Most users won’t wait. They abandon the feature. The product team blames “engagement issues”; the actual issue is that the surface doesn’t match the latency.
The fix: either use realtime (and pay the higher cost for snappy delivery) or restructure the UX so the user genuinely doesn’t expect immediate output (e.g., daily report generated overnight; user sees it next morning).
Mismatch 3: faux-async with sync underneath. A team uses an async-looking interface but the underlying calls are realtime in a tight loop. The user sees a progress bar; the system is just running serial realtime calls.
The fix: actually use batch. The progress bar can show the batch’s progress; the cost halves.
Hybrid: realtime with batched cleanup
A useful pattern when you have realtime-sensitive parts and batch-tolerant parts.
User asks question → realtime call → user gets answer
[in background] queue follow-up tasks → batch process → store results
The user-facing path is realtime. The behind-the-scenes work (logging, indexing, embedding, deeper analysis) goes to batch. The user gets fast responses; you save money on the work that doesn’t need to be fast.
This pattern works particularly well for agents that do deep post-processing. The user gets the immediate response from realtime; the agent does deeper analysis in batch and presents richer context next time the user returns.
Implementation considerations
If you’re moving work from realtime to batch:
- Result handling becomes async. The code that consumes the result needs to be a separate handler that runs when the batch completes (webhook, polling, etc.).

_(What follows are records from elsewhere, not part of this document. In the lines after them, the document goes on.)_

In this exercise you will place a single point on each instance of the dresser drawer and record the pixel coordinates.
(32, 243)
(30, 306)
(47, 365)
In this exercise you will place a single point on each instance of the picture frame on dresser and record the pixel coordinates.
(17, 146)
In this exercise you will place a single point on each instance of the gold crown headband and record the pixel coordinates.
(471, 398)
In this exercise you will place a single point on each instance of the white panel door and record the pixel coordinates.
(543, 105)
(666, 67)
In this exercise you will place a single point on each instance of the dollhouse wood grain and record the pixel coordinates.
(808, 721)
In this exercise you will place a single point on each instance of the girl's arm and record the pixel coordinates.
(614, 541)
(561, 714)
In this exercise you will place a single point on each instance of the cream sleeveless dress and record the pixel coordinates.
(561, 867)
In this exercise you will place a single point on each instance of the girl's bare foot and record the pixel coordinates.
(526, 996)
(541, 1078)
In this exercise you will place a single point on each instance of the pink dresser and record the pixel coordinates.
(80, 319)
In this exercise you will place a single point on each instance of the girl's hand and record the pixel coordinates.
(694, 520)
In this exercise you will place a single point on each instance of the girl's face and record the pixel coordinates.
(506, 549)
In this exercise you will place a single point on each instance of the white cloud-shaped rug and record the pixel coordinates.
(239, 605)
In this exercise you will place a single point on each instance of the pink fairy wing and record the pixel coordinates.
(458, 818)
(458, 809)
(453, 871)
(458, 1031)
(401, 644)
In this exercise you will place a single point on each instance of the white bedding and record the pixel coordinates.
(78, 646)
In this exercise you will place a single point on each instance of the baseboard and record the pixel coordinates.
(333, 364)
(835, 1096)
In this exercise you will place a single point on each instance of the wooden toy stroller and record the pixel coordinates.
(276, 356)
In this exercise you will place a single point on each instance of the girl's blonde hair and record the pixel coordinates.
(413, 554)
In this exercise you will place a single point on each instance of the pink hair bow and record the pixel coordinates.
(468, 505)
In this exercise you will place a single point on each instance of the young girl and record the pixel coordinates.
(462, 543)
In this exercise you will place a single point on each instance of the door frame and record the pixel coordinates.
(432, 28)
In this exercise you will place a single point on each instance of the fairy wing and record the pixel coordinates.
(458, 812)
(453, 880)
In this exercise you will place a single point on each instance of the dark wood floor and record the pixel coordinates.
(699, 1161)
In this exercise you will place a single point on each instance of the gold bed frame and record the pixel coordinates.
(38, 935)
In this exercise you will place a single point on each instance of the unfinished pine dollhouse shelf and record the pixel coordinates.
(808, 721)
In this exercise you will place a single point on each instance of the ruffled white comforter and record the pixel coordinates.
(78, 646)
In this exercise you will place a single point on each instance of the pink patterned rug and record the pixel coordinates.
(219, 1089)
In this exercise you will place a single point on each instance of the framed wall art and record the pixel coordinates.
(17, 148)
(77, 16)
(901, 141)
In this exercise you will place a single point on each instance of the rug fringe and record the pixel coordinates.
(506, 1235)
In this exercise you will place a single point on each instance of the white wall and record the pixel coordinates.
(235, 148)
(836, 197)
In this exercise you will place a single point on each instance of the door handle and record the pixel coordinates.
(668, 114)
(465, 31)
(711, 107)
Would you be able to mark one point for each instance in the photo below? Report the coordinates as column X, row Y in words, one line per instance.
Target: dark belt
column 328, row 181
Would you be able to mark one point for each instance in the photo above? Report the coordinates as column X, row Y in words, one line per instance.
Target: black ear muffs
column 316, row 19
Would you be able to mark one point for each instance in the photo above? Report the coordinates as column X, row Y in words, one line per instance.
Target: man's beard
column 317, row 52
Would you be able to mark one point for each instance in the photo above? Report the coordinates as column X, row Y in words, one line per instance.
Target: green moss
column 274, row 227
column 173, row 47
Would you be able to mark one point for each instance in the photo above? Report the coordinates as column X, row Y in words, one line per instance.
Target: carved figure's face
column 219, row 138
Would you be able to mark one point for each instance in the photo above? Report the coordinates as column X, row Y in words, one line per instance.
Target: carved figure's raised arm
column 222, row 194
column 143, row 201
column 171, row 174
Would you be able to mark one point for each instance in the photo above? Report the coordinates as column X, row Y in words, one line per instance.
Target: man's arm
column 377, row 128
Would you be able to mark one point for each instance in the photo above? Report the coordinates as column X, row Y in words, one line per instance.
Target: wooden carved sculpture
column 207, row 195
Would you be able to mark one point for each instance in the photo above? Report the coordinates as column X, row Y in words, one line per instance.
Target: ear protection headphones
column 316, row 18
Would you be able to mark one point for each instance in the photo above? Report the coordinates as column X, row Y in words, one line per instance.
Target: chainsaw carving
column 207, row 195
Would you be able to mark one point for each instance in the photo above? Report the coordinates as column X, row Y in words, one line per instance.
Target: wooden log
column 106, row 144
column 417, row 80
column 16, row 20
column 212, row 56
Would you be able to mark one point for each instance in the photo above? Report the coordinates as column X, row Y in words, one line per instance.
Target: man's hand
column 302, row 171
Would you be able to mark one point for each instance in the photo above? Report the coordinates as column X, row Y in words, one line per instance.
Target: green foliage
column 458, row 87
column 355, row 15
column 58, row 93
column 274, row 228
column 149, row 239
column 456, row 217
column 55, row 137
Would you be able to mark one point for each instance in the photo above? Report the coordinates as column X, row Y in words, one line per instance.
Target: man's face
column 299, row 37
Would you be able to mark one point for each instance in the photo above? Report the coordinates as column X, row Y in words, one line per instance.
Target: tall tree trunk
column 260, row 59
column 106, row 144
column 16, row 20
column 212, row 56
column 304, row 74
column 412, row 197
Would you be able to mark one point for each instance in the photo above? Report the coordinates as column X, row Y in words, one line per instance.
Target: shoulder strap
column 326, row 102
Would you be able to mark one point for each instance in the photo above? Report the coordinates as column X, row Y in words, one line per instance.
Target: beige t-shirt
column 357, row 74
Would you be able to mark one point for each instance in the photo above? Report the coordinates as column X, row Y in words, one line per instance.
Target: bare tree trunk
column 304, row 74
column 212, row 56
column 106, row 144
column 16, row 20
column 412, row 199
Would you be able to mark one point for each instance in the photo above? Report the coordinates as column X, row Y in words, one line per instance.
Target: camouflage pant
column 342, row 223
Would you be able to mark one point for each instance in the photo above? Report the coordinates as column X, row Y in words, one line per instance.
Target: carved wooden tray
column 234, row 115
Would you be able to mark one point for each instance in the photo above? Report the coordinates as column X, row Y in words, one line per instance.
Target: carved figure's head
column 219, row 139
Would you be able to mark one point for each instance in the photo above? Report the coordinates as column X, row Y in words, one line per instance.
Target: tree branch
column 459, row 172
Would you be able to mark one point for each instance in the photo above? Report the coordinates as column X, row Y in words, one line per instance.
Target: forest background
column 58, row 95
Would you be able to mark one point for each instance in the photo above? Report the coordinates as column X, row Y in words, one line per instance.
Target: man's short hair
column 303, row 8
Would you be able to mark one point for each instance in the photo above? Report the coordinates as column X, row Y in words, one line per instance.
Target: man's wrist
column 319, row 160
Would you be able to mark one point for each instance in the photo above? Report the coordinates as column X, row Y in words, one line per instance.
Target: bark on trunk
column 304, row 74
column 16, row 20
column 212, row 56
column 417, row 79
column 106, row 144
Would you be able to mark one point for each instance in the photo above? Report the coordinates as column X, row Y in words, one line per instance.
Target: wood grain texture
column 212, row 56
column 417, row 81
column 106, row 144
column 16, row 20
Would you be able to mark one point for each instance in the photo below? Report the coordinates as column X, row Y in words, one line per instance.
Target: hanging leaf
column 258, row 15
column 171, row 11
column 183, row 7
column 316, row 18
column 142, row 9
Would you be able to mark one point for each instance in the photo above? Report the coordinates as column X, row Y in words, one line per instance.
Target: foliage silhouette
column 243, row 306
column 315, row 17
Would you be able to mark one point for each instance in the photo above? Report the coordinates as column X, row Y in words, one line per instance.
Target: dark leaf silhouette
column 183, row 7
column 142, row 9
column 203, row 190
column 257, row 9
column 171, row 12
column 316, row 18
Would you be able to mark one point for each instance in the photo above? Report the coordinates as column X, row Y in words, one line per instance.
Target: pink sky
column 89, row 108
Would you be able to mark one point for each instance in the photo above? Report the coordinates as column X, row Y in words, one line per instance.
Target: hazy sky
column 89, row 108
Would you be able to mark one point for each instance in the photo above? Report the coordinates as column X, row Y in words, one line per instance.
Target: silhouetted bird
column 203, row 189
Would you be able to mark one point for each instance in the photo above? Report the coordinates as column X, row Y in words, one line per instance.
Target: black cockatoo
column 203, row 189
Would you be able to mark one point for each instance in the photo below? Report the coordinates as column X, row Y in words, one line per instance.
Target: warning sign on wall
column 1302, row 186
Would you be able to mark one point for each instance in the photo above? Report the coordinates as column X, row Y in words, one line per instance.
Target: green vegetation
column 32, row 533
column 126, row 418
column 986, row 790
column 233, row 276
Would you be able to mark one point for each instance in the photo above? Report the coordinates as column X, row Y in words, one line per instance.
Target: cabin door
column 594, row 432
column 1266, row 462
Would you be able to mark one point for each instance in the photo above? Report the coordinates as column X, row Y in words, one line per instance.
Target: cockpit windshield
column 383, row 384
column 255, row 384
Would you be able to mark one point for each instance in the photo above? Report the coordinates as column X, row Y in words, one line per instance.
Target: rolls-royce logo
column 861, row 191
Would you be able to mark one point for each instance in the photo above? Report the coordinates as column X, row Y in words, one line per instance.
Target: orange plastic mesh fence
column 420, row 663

- Error handling is different. Batch failures are detected later. Need a way to retry or alert on individual item failures.
- State management is different. The batch job has to know what to do with the results: which database to update, which user to notify.
These are real but bounded. Most teams can move appropriate workloads to batch in a sprint.
When the savings don’t justify the work
Some workloads sit in a middle zone where batch would technically work but the operational cost isn’t worth it.
- Low volume (under 1000 calls/day): batch’s 50% savings are too small to justify the engineering work.
- Latency requirements just over batch SLA: if you need results in 4 hours and batch SLA is 24h, batch doesn’t fit.
- One-off jobs: if you’re only running this once, the engineering investment is wasted.
For these, realtime is fine. The point isn’t to use batch always; it’s to use it where it pencils out.
Watching for opportunities
Periodically review your LLM workloads. For each one, ask:
- Is the user actually waiting for the result?
- Could it be batched?
- What’s the volume? Would the savings be material?
A quarterly review catches workloads that grew organically into a state where batch would now make sense. Without the review, they keep running on realtime.
The take
Batch and realtime are different cost-and-latency surfaces. Match the workload to the right surface.
Realtime for user-waiting interactive work. Batch for background, parallelizable, volume work. Hybrid for cases where the user-facing part is realtime and the deeper work can be batched.
The teams whose LLM costs are managed are the ones who routinely use the right surface. The teams whose costs are surprising are often paying realtime prices for batch work, or building janky async patterns over realtime APIs when batch would be simpler and cheaper.